A woman motorist was barrelling down the high-speed autobahn in the Rhineland recently when she lost control of her vehicle and landed in a ditch. Injured but lucky to be alive, she told officers she had been engrossed in tapping out a text message on her phone when the wreck occurred.

Starting April 1, stiff new fines went into effect nationwide for motorists who phone while driving. They face being fined EUR 50. The only exceptions are for mobiles with speaker-phone adapters that allow the driver to keep both hands on the wheel.

Also, bicyclists and motorbike riders are now liable to fines of EUR 40 if caught phoning and pedalling at the same time.

It is all a reflection of how mobile phones in general, and text messaging in particular, have changed society in Germany.

Text-messaging, also known as the Short Message Service (SMS), is the ability to send and receive text messages to and from mobile telephones. The text can be comprised of words, numbers or an alphanumeric combination of the two. Each short message is limited to 160 characters.

The German penchant for texting may be due in part to the fact that this long-divided country had a patchy telecommunications system until unification in 1990. West Germany had a state monopoly phone system with exhorbitantly high rates while many East Germans had no individual phone service at all, depending on party lines or a shared phone in the hallway of multi-floor apartment blocks.

So, many Germans went from having no phone to having a mobile. And because call rates were still high, many people opted for text- messaging, which costs a flat rate of 20 cents.

Whatever the reason, Germans love text-messaging. Particularly young Germans.

Last summer’s Berlin youth fad was SMS-related – the Flash Mob. Using SMS texting, scores of people would converge on, say, a Berlin department store and start bowing and kissing each other as if they were long-lost friends.

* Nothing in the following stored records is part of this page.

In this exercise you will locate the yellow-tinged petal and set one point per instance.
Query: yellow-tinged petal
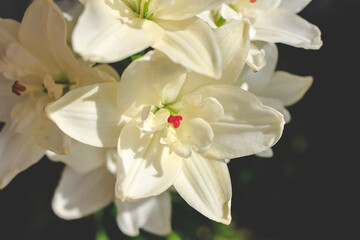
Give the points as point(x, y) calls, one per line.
point(146, 167)
point(79, 195)
point(247, 126)
point(89, 114)
point(206, 186)
point(108, 31)
point(152, 214)
point(17, 153)
point(191, 43)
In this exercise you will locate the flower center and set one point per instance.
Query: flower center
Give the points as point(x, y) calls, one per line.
point(175, 120)
point(17, 88)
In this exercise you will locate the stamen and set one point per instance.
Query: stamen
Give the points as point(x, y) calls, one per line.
point(17, 88)
point(175, 120)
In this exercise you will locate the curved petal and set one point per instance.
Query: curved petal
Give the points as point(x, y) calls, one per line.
point(206, 186)
point(17, 153)
point(192, 44)
point(89, 114)
point(152, 214)
point(7, 99)
point(109, 32)
point(287, 88)
point(288, 28)
point(8, 33)
point(78, 195)
point(82, 158)
point(259, 81)
point(43, 33)
point(146, 167)
point(151, 80)
point(294, 6)
point(247, 127)
point(234, 43)
point(179, 10)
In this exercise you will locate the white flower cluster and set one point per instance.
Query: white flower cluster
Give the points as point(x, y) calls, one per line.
point(206, 91)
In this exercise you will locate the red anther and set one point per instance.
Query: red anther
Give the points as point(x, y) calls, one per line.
point(175, 120)
point(17, 88)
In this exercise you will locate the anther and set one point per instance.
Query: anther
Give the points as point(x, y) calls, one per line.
point(17, 88)
point(175, 120)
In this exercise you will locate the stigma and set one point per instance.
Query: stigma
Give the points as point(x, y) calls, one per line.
point(17, 88)
point(175, 120)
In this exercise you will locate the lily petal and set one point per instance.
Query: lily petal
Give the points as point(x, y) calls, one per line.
point(17, 153)
point(48, 43)
point(191, 43)
point(247, 127)
point(8, 33)
point(153, 73)
point(152, 214)
point(89, 114)
point(109, 32)
point(7, 99)
point(206, 186)
point(285, 27)
point(180, 10)
point(82, 158)
point(146, 167)
point(79, 195)
point(294, 6)
point(287, 87)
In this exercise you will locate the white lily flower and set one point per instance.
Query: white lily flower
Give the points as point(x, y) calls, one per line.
point(274, 21)
point(36, 67)
point(109, 31)
point(172, 129)
point(87, 185)
point(277, 89)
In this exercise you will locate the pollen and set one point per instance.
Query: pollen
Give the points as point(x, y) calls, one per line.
point(17, 88)
point(175, 120)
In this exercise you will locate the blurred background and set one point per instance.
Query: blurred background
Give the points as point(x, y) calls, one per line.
point(306, 191)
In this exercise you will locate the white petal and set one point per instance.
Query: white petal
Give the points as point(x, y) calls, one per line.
point(82, 158)
point(287, 87)
point(89, 114)
point(234, 43)
point(17, 153)
point(284, 27)
point(110, 33)
point(43, 33)
point(256, 58)
point(277, 105)
point(178, 10)
point(8, 33)
point(152, 214)
point(7, 99)
point(192, 44)
point(206, 186)
point(268, 153)
point(259, 81)
point(294, 6)
point(151, 80)
point(146, 167)
point(79, 195)
point(247, 127)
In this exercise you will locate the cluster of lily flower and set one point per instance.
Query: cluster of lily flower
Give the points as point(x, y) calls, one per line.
point(201, 89)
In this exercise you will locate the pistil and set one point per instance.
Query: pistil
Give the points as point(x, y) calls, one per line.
point(19, 89)
point(175, 120)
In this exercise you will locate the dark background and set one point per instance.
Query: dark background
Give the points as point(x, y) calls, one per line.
point(306, 191)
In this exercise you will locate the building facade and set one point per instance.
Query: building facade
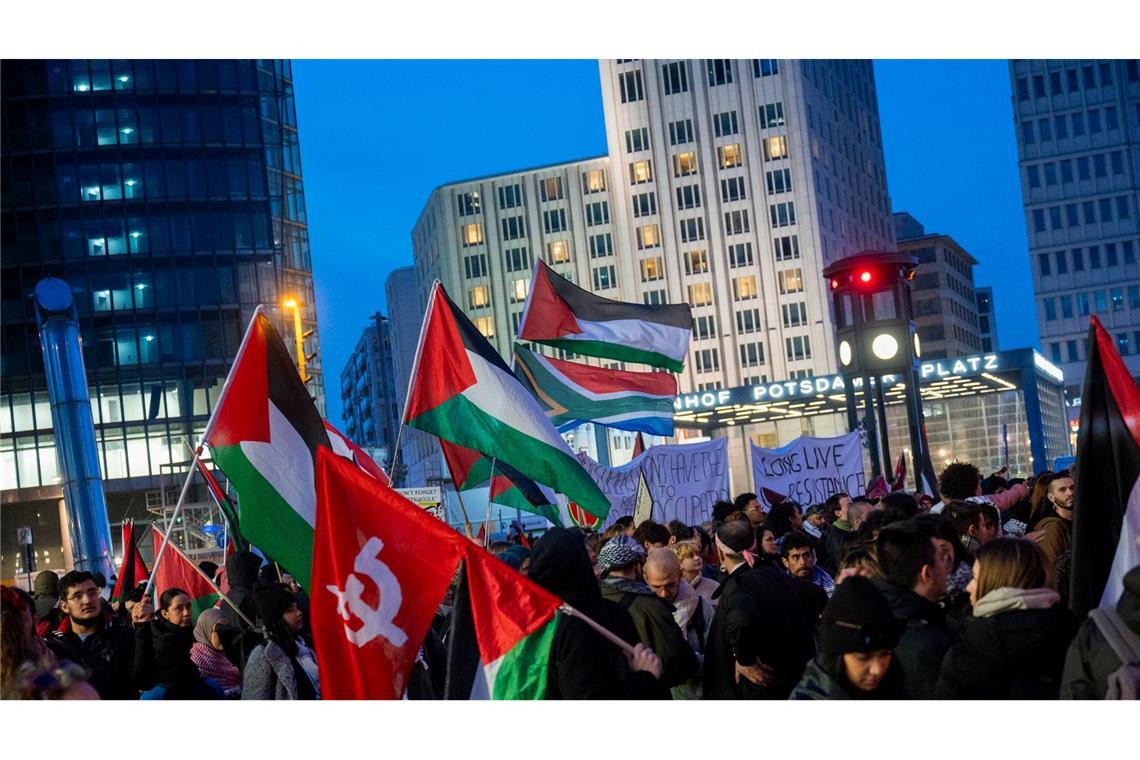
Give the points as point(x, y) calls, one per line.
point(1077, 127)
point(727, 184)
point(372, 408)
point(169, 195)
point(943, 292)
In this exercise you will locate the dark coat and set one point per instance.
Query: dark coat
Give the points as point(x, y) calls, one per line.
point(763, 613)
point(108, 654)
point(656, 628)
point(1090, 659)
point(925, 642)
point(1009, 655)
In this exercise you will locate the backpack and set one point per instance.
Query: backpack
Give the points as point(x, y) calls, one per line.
point(1124, 681)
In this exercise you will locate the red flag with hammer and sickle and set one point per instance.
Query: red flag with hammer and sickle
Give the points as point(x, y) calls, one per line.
point(381, 565)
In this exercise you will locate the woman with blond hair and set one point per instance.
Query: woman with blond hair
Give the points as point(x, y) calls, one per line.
point(1014, 646)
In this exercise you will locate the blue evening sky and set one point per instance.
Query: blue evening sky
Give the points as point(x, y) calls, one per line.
point(377, 136)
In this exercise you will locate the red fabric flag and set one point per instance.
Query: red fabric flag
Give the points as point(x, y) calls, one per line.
point(380, 568)
point(131, 570)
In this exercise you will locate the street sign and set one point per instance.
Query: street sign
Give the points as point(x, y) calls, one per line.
point(430, 498)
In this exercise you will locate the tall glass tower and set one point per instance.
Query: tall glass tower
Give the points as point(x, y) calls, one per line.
point(169, 195)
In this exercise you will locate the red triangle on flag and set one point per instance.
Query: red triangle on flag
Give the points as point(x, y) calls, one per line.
point(380, 568)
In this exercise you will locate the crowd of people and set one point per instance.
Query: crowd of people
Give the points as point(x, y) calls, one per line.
point(869, 596)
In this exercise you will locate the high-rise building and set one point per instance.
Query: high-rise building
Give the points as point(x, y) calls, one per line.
point(368, 392)
point(1079, 156)
point(169, 195)
point(943, 292)
point(987, 318)
point(729, 184)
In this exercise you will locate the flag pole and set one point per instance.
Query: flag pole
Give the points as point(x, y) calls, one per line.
point(197, 450)
point(415, 369)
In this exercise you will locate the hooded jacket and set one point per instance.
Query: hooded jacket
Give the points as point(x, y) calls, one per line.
point(763, 614)
point(656, 627)
point(925, 642)
point(584, 664)
point(1090, 660)
point(1015, 653)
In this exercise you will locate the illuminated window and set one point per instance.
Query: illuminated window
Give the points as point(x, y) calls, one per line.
point(652, 269)
point(700, 294)
point(594, 181)
point(479, 296)
point(684, 164)
point(471, 234)
point(743, 288)
point(486, 326)
point(558, 252)
point(775, 147)
point(649, 236)
point(697, 262)
point(641, 171)
point(730, 155)
point(791, 280)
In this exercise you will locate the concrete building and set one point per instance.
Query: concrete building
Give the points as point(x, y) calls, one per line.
point(729, 184)
point(943, 293)
point(372, 410)
point(169, 195)
point(1079, 155)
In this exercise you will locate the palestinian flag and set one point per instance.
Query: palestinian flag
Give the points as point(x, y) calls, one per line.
point(502, 631)
point(132, 570)
point(1106, 499)
point(510, 488)
point(466, 394)
point(265, 435)
point(572, 393)
point(562, 315)
point(177, 571)
point(469, 468)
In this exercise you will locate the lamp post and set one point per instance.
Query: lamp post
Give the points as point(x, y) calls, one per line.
point(876, 336)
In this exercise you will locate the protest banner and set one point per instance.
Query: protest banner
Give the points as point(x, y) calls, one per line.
point(809, 470)
point(684, 481)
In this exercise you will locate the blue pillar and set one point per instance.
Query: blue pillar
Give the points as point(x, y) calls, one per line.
point(74, 427)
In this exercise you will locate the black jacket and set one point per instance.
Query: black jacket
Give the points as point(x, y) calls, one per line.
point(1090, 659)
point(925, 642)
point(762, 613)
point(108, 654)
point(1009, 655)
point(656, 628)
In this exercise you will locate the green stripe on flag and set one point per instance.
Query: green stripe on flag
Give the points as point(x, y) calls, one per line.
point(523, 669)
point(268, 521)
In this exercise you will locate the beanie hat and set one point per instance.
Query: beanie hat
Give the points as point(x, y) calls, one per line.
point(619, 552)
point(271, 599)
point(858, 619)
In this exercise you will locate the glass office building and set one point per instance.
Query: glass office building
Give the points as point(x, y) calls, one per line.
point(169, 195)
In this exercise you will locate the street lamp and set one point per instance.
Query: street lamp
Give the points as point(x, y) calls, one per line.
point(299, 336)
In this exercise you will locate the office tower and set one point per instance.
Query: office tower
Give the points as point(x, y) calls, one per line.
point(368, 392)
point(1077, 125)
point(943, 293)
point(169, 195)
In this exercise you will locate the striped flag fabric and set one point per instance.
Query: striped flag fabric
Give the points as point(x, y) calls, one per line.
point(503, 628)
point(1106, 499)
point(465, 393)
point(573, 393)
point(562, 315)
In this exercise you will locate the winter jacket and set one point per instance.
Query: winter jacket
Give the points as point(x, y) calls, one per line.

The Flash Mob idea came from New York, Tokyo and London, but it took on a particularly Teutonic form in Berlin, where texting is a way of life.

“Many Germans text each other to the exclusion and no longer actually speak to each other on the phone,” decried Der Spiegel news magazine in a recent report. “In fact, they never speak to each other at all, preferring text messaging to actual face-to-face encounters.”

Quick to latch on to the trend, advertisers and media outlets are catering to the fact that Germans spend more time with their mobiles than in front of the TV – or with their families, for that matter.

Over 70 percent of commercial revenues on youth-oriented TV networks such as MTV Deutschland are SMS-related during certain time slots these days. A commercial break on such channels is a six-minute cavalcade of adverts for phone ring tones, SMS subscription services and SMS dating chat lines.

Major TV networks and the country’s biggest news magazines all offer SMS breaking news services, allowing subscribers to read news on their mobiles even before it breaks on TV or radio.

Der Spiegel, which generates revenue from SMS-related services and advertisements, views the phenomenon with tongue-in-cheek pessimism.

“For generations Germans were known for their steadfastness and punctuality,” the magazine says. “Now we have become a nation of people waiting for a last-minute text message advising us where we’re expected to be half an hour from now.”